Trauner’s experience in rewriting and updating standard specifications proved to be beneficial, and was instrumental in the development of the Department’s 2009 standard specifications. Furthermore, their relevant knowledge in the field of transportation also proved to be a significant benefit to the Department.

The Department appreciated Trauner’s professionalism, as well as their diligence in gaining an understanding of our goals and objectives while working on ODOT’s current specifications. Trauner’s efforts in this regard eased the communication of ODOT’s needs and expectations.
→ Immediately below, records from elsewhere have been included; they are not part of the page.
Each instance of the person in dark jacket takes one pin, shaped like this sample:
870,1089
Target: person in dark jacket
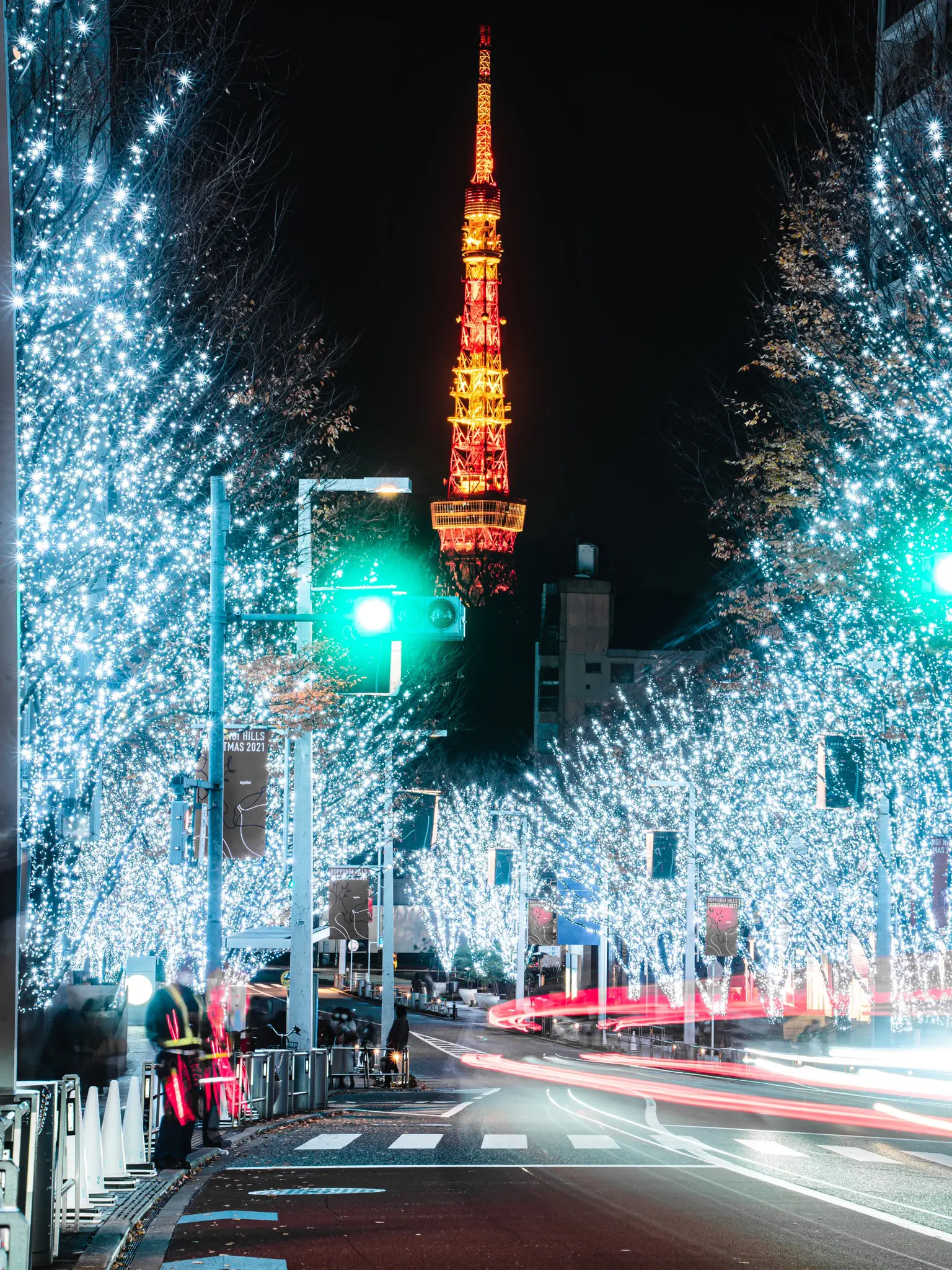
398,1039
178,1024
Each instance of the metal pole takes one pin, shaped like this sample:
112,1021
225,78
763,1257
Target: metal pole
386,1003
221,511
881,1030
13,865
301,1002
690,926
287,804
603,966
523,911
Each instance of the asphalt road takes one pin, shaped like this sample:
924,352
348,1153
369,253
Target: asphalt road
536,1168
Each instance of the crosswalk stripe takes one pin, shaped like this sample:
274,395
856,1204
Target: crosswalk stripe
769,1147
447,1047
329,1142
933,1157
235,1214
444,1116
860,1153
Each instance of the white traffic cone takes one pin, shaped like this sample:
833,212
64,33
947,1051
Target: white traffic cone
134,1142
93,1150
115,1173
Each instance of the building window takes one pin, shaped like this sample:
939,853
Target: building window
896,9
912,70
549,687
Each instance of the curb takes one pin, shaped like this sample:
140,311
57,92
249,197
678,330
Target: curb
135,1232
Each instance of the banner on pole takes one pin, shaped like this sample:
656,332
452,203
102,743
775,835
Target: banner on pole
940,882
350,908
723,922
542,929
245,796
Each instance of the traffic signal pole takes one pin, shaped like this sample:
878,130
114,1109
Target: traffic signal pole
386,917
523,910
12,865
301,1002
881,1028
690,917
221,516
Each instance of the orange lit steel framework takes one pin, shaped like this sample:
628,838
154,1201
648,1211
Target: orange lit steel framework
477,522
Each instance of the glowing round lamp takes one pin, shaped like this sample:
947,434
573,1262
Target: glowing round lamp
140,988
942,573
374,616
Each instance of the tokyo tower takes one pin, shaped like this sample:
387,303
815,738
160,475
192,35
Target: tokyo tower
477,522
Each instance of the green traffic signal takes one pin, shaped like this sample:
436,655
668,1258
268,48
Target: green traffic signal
374,615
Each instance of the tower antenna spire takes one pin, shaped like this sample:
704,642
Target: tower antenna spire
478,522
484,115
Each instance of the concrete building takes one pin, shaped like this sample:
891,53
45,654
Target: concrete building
913,51
578,671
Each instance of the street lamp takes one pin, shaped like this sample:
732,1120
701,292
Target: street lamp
386,920
522,817
690,934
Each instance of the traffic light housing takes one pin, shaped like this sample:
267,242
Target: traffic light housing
662,851
839,771
384,613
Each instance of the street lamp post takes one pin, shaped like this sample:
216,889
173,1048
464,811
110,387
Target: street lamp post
221,517
881,1030
13,865
523,882
690,920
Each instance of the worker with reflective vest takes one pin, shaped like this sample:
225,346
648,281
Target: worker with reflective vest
177,1021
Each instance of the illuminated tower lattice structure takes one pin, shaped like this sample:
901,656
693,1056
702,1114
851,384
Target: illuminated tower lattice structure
477,522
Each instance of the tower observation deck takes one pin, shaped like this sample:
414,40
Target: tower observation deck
478,522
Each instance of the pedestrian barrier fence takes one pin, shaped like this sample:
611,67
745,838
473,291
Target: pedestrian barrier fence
277,1082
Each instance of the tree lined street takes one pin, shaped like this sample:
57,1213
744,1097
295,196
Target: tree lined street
470,1174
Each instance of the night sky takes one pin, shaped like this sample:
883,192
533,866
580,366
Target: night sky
635,156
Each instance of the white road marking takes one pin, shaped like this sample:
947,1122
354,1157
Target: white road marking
324,1191
329,1142
235,1214
448,1047
769,1147
867,1157
933,1157
699,1151
227,1263
444,1116
415,1142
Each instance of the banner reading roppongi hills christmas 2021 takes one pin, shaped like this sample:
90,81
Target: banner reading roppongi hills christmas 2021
245,796
721,928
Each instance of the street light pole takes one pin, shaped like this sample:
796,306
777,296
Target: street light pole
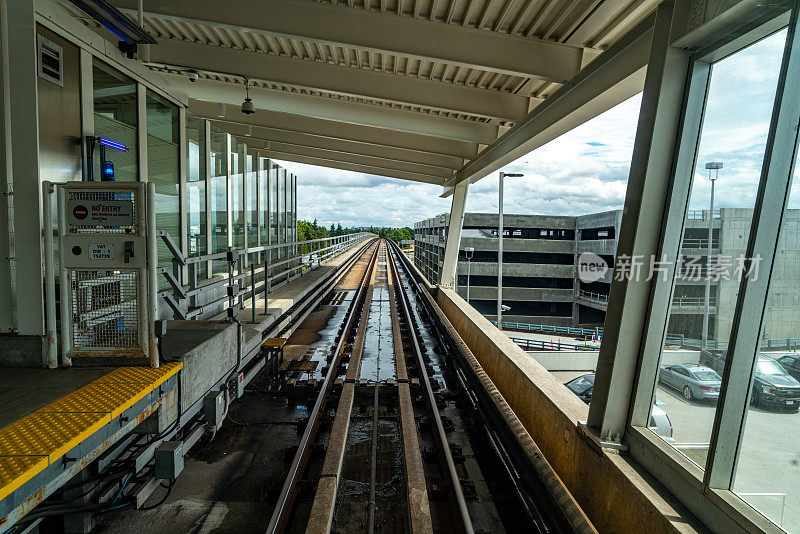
711,166
500,248
468,253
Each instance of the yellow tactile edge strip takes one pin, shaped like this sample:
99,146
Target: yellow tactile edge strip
30,444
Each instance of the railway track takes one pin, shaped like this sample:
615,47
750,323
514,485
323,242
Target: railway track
392,442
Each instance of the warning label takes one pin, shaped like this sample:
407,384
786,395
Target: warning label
106,213
101,252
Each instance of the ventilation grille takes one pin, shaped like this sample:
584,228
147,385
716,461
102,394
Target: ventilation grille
51,65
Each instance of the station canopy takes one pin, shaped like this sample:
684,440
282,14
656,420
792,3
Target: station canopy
435,91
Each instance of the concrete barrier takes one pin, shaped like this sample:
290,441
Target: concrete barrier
614,491
586,360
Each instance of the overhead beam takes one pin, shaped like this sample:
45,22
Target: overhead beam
336,131
444,165
346,166
373,31
347,81
339,110
614,76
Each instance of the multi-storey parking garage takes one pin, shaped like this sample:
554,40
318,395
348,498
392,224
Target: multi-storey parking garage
173,359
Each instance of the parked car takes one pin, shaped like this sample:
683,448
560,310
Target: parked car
694,381
791,363
773,386
583,386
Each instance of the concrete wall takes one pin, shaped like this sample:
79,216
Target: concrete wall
618,496
586,360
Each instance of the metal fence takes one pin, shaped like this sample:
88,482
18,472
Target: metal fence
250,272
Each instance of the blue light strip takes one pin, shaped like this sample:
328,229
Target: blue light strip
113,144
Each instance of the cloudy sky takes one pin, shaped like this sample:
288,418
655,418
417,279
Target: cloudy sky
583,171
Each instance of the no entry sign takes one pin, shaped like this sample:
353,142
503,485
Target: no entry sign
106,213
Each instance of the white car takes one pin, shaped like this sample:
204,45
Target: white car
583,386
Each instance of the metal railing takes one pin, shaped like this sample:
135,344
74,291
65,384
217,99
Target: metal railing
671,339
250,272
540,344
681,301
700,243
599,298
701,214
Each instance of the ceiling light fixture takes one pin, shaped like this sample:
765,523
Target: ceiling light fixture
248,108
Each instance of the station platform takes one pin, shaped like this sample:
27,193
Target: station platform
55,422
50,434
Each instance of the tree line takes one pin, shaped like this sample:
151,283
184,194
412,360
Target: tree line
312,230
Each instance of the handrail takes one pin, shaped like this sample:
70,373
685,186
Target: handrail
240,268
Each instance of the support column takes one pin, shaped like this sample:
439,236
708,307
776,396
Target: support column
8,320
645,208
450,263
25,263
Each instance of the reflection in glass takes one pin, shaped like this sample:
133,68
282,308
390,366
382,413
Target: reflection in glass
218,145
714,241
768,468
196,188
163,169
237,192
115,118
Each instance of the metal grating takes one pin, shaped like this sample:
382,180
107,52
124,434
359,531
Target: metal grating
97,196
105,309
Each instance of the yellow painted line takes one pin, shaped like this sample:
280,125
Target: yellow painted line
106,397
153,377
49,434
17,470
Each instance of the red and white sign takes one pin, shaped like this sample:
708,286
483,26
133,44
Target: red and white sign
107,213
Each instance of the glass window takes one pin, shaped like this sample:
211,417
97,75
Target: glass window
767,472
218,176
282,209
273,206
163,169
237,192
723,194
263,200
115,118
196,187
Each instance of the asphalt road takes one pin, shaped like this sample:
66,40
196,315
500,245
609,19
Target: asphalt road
769,461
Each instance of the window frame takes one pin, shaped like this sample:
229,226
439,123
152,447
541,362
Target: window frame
708,492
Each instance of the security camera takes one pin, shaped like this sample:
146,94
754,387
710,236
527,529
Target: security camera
248,108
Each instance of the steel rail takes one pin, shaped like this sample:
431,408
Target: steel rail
461,503
289,490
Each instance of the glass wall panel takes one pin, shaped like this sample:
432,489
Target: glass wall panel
767,472
237,192
716,230
282,209
273,206
196,147
163,169
115,118
218,145
263,200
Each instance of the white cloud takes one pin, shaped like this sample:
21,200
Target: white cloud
583,171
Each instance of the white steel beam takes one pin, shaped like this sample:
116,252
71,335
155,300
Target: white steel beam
339,110
322,150
348,166
424,171
343,145
614,76
453,243
355,82
373,31
333,130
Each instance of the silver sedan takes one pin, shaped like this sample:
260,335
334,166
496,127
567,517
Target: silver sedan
694,381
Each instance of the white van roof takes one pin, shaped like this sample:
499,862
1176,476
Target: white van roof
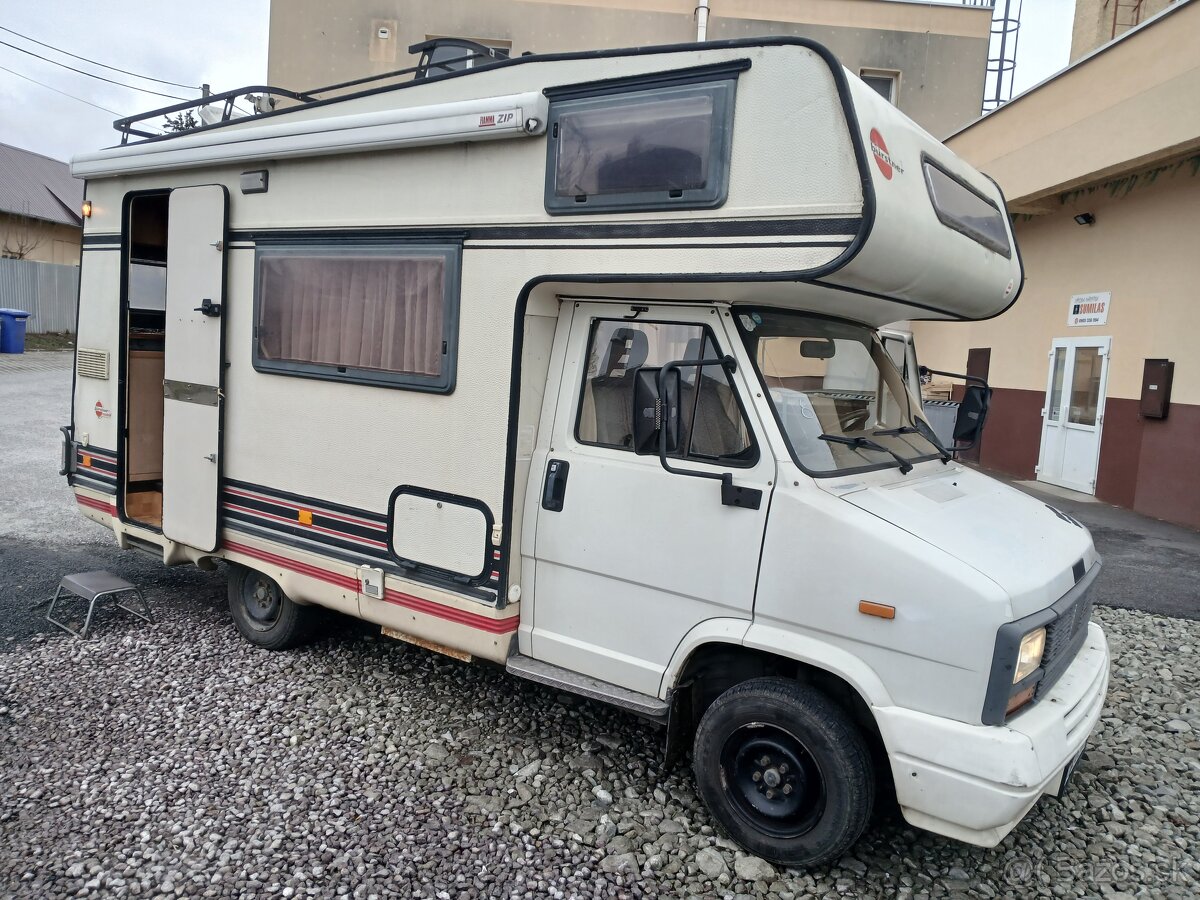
815,151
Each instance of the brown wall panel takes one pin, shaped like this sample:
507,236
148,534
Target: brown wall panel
1120,451
1013,435
1169,467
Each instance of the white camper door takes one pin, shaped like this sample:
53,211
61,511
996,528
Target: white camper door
1073,415
193,371
628,557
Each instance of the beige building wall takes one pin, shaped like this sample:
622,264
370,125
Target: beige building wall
1115,136
939,51
1097,22
1143,249
43,241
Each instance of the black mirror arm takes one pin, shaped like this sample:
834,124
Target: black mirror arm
731,495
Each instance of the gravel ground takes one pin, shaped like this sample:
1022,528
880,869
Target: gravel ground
179,760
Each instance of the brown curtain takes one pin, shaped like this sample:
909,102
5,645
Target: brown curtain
354,311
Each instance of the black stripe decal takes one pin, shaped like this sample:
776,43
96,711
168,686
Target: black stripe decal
94,485
93,239
360,551
319,521
838,227
306,544
301,501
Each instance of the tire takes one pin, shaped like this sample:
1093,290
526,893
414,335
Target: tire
265,616
785,772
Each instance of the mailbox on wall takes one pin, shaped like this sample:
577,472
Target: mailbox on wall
1156,388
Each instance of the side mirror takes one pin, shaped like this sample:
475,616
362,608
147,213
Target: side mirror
972,414
653,413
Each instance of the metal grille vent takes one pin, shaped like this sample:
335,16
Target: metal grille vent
93,364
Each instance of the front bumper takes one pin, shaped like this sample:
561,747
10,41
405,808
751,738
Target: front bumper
975,783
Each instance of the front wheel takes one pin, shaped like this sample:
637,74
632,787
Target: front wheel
263,613
785,771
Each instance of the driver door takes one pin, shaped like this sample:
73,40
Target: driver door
628,557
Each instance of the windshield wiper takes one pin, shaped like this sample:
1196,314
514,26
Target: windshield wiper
868,444
927,432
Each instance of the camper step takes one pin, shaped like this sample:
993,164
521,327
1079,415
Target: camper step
574,683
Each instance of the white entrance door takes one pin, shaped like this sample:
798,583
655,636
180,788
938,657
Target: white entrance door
627,556
1074,413
193,371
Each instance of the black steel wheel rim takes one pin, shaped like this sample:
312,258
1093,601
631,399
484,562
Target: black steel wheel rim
263,601
772,780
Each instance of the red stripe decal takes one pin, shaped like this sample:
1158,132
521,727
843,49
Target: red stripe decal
316,528
496,627
450,613
315,507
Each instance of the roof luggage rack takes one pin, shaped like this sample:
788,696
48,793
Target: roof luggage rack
217,109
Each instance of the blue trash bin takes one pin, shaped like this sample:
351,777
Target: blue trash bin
12,330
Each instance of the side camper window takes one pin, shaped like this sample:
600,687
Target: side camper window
713,427
370,315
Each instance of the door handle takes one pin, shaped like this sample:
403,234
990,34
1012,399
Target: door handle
209,309
553,492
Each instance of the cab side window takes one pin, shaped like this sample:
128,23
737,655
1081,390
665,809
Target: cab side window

Anthony Delce, P.E., Oklahoma Department of Transportation

Trauner rewrote the Oklahoma Department of Transportation (ODOT) 1999 Standard Specifications for Highway Construction. Tasks for this project included improving readability; eliminating jargon and unnecessary italicized comments; enhancing style consistency, including standard and uniform use of grammar, fonts, spacing, outlining, and page numbering (as identified by the ODOT Style Guide standards drawn from the Chicago Manual of Style, 15th Ed.); reducing redundancies and repetition; introducing an outline format, using a standard alphanumeric system consistent with that criterion in the ODOT Style Guide; providing a consistent approach for units, numerals, punctuation, capitalization, titles, outlining, tables, and lists; expanding the definition of appropriate terms in Section 100, including definitions for all technical terms; maintaining dual unit references, U.S. customary as primary and metric, in brackets, as secondary; using standard symbols (acronyms, abbreviations, etc.) for items, but using complete descriptions for locally-used terms and as shown on project plans; providing suggestions on inconsistent measurement and payment issues; using the outline format where appropriate to reduce numbered lists; and providing a consistent approach to internal cross references.